A principios del s. XX, cuando otros medios de transporte ya estaban en auge, la mayoría de los canales que pertenecían a la red se hicieron desaparecer, pero hoy en día en lo que se conoce como la Dársena se unen dos de los canales que se han dejado, el Canal Grande y el Canal Pavese. Y a ellos llegamos cuando de verdad se pronunciaba el atardecer.
El último domingo de cada mes, en el Navigli se celebra el Mercado de Antigüedades de Milán. Pero aquel día no era domingo, ni tampoco el último de mes, eso sí, aunque la ciudad desde a la que llegamos aquel día, salvo en momentos concretos, parecía dormida, en el Navigli parecían estar todos. A los márgenes del canal terrazas y terrazas, muchísima gente tomanto el conocido “aperitivi”, refrescos, Spritz, música, gente… ¡mosquitos!
El cansancio se ve apaciguado por el buen ambiente, también por el pensamiento de que el viaje estaba tocando a su fin, pero aún nos quedaba esa última noche en Italia, y una mañana al día siguiente.
Al azar elegimos una de la terrazas que encontramos en el paseo a lo largo del canal, tenía una mesa chiquitita libre, no lo dudamos, era para nosotros.
Aquella tarde descubrimos una tendencia en muchos de los bares de allí, eliges tu bebida y puedes entrar dentro a servirte lo que quieras para acompañarla (sí, el Aperitivi). Un buffet libre y variado con cosas tan diversas como palomitas y pizza, o verduras, perritos, ensaladas, dulces. Un remix de combinaciones que parecían imposibles, pero abarcaban muchos gustos. La carta de bebida además propone diferentes tipos de Spritz, además del clásico que disfrutamos en Venecia. Nos quedamos, Martini rosato con prosecco para el que no escribe, y Spritz de fresa para mí. El precio persona es 11 euros y, a pesar de tener un mundo de posibilidades para comer, estábamos tan cansados y habíamos pasado tanto calor que lo que más triunfó en nuestra mesa eran las raciones de sandía. ¡Quien nos ha visto y quién nos ve, a los amantes de los callos madrileños!

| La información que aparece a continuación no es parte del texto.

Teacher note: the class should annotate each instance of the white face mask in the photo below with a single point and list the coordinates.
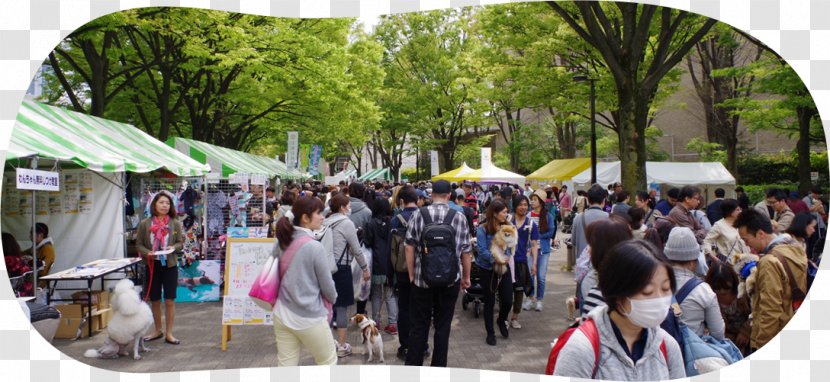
(649, 313)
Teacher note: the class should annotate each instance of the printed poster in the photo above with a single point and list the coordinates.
(42, 205)
(85, 196)
(55, 200)
(11, 196)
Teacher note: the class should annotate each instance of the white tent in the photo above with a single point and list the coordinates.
(494, 174)
(674, 174)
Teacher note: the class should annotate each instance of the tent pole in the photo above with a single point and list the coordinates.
(34, 231)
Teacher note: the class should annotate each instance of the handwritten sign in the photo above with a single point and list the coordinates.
(38, 180)
(243, 262)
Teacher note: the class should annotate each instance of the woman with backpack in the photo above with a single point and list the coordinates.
(378, 239)
(496, 216)
(300, 314)
(527, 250)
(547, 231)
(626, 333)
(344, 239)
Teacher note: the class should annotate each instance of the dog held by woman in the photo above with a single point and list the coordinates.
(505, 238)
(131, 319)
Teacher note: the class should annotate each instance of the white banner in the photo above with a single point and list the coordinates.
(239, 178)
(291, 154)
(486, 163)
(259, 179)
(433, 156)
(38, 180)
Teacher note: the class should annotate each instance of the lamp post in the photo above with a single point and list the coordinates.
(582, 78)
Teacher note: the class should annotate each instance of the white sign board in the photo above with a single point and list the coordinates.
(486, 162)
(239, 178)
(433, 156)
(259, 179)
(291, 154)
(38, 180)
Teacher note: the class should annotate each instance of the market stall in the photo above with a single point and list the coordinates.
(377, 174)
(455, 175)
(660, 175)
(92, 155)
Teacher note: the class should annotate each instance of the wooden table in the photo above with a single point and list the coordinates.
(89, 272)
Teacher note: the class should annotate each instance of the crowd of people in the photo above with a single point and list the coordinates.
(631, 258)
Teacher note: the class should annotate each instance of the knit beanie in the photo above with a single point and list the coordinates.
(682, 245)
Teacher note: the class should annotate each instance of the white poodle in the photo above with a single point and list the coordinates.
(130, 321)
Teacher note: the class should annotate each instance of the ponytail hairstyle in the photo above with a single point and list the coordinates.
(302, 206)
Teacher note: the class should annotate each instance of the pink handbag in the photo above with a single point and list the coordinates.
(266, 287)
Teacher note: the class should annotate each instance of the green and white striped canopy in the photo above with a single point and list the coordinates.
(379, 173)
(95, 143)
(227, 161)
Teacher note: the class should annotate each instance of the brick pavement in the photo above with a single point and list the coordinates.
(198, 326)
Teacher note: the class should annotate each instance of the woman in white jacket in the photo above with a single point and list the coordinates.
(723, 240)
(637, 287)
(700, 307)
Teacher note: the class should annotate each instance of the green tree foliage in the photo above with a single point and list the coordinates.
(235, 80)
(640, 45)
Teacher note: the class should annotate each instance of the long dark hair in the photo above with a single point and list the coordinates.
(302, 206)
(338, 201)
(627, 269)
(496, 206)
(543, 214)
(171, 212)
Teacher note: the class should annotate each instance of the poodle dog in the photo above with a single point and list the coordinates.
(370, 335)
(130, 321)
(745, 266)
(503, 246)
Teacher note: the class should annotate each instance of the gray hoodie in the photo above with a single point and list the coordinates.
(576, 359)
(700, 308)
(361, 214)
(343, 233)
(308, 276)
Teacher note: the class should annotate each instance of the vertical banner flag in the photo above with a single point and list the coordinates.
(486, 163)
(433, 156)
(305, 155)
(291, 154)
(316, 153)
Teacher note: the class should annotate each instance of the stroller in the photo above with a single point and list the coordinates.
(475, 293)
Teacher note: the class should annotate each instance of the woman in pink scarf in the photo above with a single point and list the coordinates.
(161, 232)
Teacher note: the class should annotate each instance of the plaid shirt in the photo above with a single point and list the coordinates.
(413, 236)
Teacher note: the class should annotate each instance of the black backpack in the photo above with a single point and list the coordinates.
(397, 240)
(439, 260)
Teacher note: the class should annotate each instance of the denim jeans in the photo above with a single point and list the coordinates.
(541, 273)
(381, 293)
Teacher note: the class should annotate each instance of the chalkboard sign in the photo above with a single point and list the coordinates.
(243, 262)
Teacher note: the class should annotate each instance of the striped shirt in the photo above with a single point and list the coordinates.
(413, 236)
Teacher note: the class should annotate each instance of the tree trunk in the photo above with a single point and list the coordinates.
(633, 115)
(805, 116)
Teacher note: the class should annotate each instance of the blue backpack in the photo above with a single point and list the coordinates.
(700, 354)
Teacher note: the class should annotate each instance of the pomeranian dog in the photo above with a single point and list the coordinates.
(131, 318)
(370, 335)
(570, 305)
(503, 246)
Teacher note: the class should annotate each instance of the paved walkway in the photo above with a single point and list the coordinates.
(198, 326)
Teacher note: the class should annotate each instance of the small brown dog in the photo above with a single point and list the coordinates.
(370, 335)
(505, 238)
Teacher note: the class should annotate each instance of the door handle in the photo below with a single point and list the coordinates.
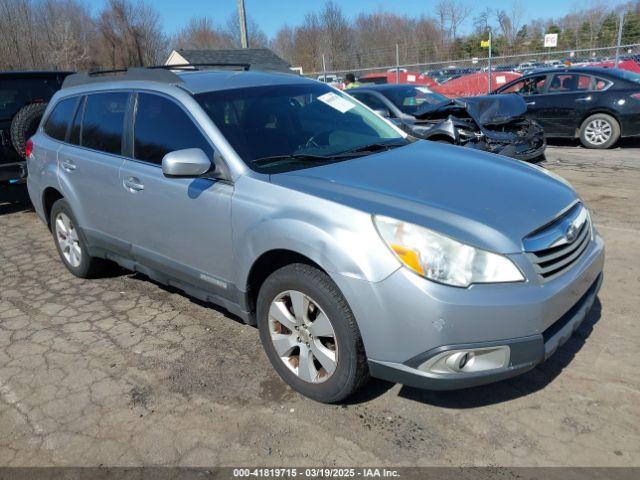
(133, 184)
(68, 165)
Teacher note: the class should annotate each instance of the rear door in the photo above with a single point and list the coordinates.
(181, 226)
(88, 169)
(564, 103)
(531, 89)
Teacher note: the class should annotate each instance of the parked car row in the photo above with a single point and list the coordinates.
(597, 105)
(496, 124)
(357, 249)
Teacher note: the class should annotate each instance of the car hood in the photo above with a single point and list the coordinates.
(486, 110)
(485, 200)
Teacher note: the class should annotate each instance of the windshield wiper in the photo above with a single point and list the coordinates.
(297, 156)
(373, 147)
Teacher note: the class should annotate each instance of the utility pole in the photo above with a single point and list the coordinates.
(620, 25)
(489, 65)
(324, 69)
(397, 63)
(243, 24)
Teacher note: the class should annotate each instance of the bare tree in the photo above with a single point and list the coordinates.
(201, 34)
(130, 34)
(511, 21)
(255, 36)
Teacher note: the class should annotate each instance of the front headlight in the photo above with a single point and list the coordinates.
(443, 259)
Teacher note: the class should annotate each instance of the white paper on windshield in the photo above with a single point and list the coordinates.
(336, 101)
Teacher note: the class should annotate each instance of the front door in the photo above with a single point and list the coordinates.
(180, 226)
(89, 166)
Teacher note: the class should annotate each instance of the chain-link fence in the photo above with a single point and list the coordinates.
(608, 51)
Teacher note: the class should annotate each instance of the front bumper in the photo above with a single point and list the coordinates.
(525, 354)
(406, 320)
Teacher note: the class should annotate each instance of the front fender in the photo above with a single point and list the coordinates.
(340, 239)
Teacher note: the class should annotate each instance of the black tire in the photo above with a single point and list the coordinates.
(602, 117)
(24, 125)
(351, 371)
(88, 267)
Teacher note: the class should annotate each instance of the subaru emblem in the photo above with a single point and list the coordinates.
(571, 233)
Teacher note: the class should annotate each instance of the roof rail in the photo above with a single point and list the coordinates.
(200, 66)
(124, 74)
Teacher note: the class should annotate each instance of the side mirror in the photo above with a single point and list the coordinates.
(190, 162)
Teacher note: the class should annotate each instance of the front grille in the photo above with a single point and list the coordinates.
(556, 259)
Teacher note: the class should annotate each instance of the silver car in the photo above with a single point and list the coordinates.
(357, 251)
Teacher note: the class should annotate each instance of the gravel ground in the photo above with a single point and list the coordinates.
(122, 371)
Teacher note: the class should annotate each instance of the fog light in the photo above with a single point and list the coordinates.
(468, 360)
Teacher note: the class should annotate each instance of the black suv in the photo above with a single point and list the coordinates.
(23, 99)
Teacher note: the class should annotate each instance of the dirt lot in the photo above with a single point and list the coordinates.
(121, 371)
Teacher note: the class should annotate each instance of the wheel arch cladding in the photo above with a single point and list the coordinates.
(355, 254)
(265, 265)
(49, 197)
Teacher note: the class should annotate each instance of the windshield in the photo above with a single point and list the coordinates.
(410, 99)
(285, 127)
(15, 93)
(628, 75)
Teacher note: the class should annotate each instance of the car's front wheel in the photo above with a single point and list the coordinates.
(310, 334)
(599, 131)
(71, 243)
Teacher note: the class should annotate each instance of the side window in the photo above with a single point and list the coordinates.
(372, 101)
(103, 121)
(527, 86)
(569, 82)
(161, 126)
(60, 118)
(74, 136)
(601, 84)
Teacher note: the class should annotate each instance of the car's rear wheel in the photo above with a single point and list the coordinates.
(599, 131)
(71, 243)
(310, 334)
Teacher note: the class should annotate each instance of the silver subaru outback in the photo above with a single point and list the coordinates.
(357, 251)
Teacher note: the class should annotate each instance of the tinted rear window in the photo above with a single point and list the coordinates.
(161, 127)
(628, 75)
(15, 93)
(103, 121)
(58, 121)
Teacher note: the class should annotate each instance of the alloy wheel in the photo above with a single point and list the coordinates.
(598, 131)
(68, 240)
(303, 336)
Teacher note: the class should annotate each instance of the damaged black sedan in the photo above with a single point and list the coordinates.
(496, 123)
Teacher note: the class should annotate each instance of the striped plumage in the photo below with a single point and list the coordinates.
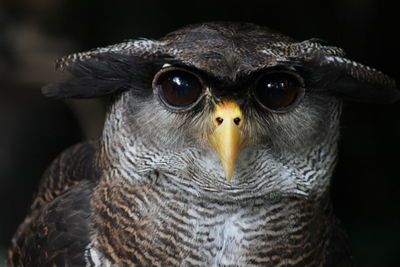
(152, 191)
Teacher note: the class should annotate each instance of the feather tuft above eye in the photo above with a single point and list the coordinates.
(105, 74)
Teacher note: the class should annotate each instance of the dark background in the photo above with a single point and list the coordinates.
(33, 130)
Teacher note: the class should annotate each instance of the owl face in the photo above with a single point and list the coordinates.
(224, 105)
(272, 109)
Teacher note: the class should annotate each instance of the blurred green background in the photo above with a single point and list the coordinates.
(33, 33)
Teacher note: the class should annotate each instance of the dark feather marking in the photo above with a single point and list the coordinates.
(58, 233)
(106, 74)
(57, 230)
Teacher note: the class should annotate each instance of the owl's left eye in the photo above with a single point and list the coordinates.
(279, 91)
(178, 89)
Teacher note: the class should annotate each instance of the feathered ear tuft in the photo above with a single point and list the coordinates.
(358, 82)
(107, 71)
(346, 78)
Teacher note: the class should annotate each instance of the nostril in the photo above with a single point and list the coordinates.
(236, 121)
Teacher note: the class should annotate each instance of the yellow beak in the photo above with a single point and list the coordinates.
(226, 137)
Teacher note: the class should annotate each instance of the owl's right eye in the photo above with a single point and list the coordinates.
(178, 89)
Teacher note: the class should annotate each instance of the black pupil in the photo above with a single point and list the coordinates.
(277, 90)
(180, 88)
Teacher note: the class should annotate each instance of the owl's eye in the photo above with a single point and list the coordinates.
(278, 91)
(178, 89)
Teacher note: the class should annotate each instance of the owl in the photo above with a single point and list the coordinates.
(217, 150)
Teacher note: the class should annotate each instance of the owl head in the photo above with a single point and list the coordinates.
(235, 102)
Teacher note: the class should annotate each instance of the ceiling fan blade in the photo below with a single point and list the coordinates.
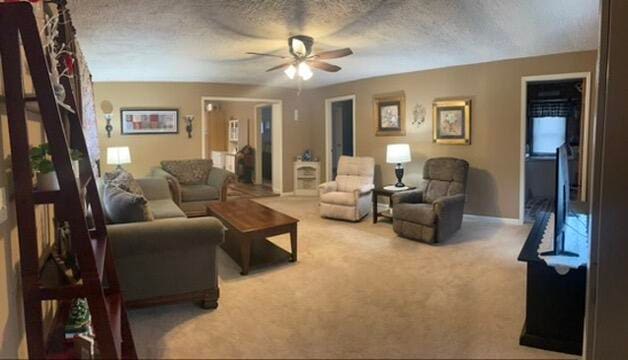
(321, 65)
(271, 55)
(298, 47)
(333, 54)
(282, 66)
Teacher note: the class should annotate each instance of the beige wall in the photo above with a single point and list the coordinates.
(495, 90)
(148, 150)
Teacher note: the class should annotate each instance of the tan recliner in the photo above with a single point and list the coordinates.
(349, 196)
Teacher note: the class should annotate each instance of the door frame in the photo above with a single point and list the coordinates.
(328, 116)
(277, 135)
(584, 132)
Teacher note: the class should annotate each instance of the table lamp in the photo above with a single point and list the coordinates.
(398, 154)
(118, 155)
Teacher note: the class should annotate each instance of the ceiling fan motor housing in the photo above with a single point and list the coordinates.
(306, 40)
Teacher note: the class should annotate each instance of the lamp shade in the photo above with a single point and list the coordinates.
(398, 153)
(118, 155)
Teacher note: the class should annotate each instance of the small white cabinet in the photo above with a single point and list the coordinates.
(230, 162)
(234, 130)
(306, 178)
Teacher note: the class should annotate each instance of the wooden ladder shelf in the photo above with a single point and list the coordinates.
(90, 245)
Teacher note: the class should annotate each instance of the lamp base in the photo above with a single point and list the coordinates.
(399, 175)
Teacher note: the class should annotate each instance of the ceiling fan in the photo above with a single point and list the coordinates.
(301, 51)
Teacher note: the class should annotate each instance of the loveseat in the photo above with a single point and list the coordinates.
(194, 183)
(171, 258)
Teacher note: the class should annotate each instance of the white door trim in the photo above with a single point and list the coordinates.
(584, 154)
(277, 136)
(328, 116)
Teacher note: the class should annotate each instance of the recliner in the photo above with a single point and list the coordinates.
(433, 213)
(349, 196)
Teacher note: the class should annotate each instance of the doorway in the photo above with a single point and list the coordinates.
(555, 110)
(245, 131)
(340, 131)
(265, 134)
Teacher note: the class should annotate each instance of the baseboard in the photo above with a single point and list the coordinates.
(494, 219)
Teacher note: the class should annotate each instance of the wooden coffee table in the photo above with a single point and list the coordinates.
(249, 224)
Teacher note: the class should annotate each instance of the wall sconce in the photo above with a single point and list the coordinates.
(188, 127)
(108, 127)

¡Qué gozada y qué buen final de día! Después de un buen rato allí ponemos rumbo al hotel, caminando, con la noche ya cerrada por el barrio. Apenas estaba a unos minutos y resulta un grato paseo
Al entrar al hotel nos espera otra sorpresa, nos dicen que estamos invitados al “aperitivi”, (otro), pero como llegamos un poco tarde queda poco que comer y nuestras ganas aún son menores. Ahora, el camarero del hotel resulta ser encantador y motivadísimo a practicar su español con nosotros, nos ofrece prepararnos un cocktail por cuenta de ese aperitivi que no tomamos. El que no escribe se apunta al Prossecco, para no mezclar. Y yo, para continuar con la línea sana, pido uno sin alcohol que resulta ser una combinación de zumos de frutas muy refrescante.
El hotel tiene una terraza con hamacas y sillas en la azotea. No había nadie, cogemos una tumbona para cada uno y ponemos las piernas en alto. Las pobres, entre unos días y otros, están en ese punto en el que ya no recuperan.
Maravilloso final de día. Teníamos que disfrutarlo, aún sabiendo que abajo nos esperaban unas maletas que había que hacer a conciencia. Maletas que habían sido abiertas y cerradas muchísimas veces, ropa que había pasado de una a otra, un montón de utensilios auxiliares, etc. En ese momento nos daba igual, alargamos la estancia en la terraza todo lo que pudimos.
Eso sí, antes de irnos al día siguiente, porque el avión salía a las 21.00 de la noche, teníamos planes, varios planes más para Milán y para no dejar que Italia se nos escapara de las manos.